Rejection of deposit collection in clinics grows

The collection of a large sum of money as a prerequisite for admitting a patient in an emergency is considered a mockery of legal provisions.
The president of the Dominican Medical College (CMD), a former president of that entity and the director of the Robert Reid Cabral Children’s Hospital, do not agree with the collection of advance payment or mandatory deposit of money to enter a private health center for patients, whether or not they are insured.
Senén Caba, president of the Medical College; Waldo Ariel Suero, former president of that union; and Clemente Terrero, director of the Robert Reid Cabral, agreed that care could not be denied to patients whether or not they have money at the time they arrive at a health center.
They favor that the patient, as established by the health protocol, must be stabilized and that, if he is not insured, guaranteeing him, once stabilized, he is taken to another medical center.
Caba disagreed with collecting an advance from the patient and the creation of a fund in case it affects the insured’s capita.
Interviewed for Listín Diario at the end of his participation in a scientific event of the CMD subsidiary, he said that the fund must be paid by the ARS, which he revealed, during the pandemic, obtained profits worth 7,000 million pesos.
While Waldo Ariel Suero, past president of the Medical College, stated that private clinics must provide service to the patient whether or not they have money.
Suero, interviewed before the end of the scientific session of the CMD, a Barahona-Pedernales subsidiary, directed by Dr. Himelda Encarnación Mateo, said that every center must provide the service required by the patient and stabilize him.
The doctor said that once the patient is stabilized if the person facing a health event does not have the corresponding insurance, they should be taken to a public medical center to continue their healing process under all the care and protocols established.
While Clemente Terrero, director of the “Robert Read Cabral” Children’s Hospital, describes as “aberration” the demand for advance payment to the patient by the owners of the private health business.
Last Friday, the General Directorate of Information and Defense of Social Security Affiliates (DIDA) joined the debate generated by complaints from patients about the practice of demanding the payment of advances and deposits for the admission of patients in centers of health about the little humanized treatment they sometimes receive.

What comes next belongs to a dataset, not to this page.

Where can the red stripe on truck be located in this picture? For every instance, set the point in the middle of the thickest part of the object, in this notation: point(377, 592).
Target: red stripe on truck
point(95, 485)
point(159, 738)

The director of the DIDA, Carolina Serrata Méndez, responded to this by warning Health Service Providers (PSS) not to make improper charges to social security affiliates.
In addition, he called on the ARS to comply with the provisions that establish the exclusion of health service providers that affect affiliates from their network.
More opposition
In a press release, the director of the DIDA reminds the providers that they must guarantee them the medical attention contemplated in the legal norms and the resolutions issued by the Superintendence of Health and Labor Risks (SISALRIL).
Faced with Enmanuel Esquea’s proposal to create a fund to guarantee payment to the clinics, the director of Sisalril, Jesús Feris Iglesias, opposed it because it would burden the insured more.
Making a deposit in advance of treatment, especially emergency treatment, is an abuse.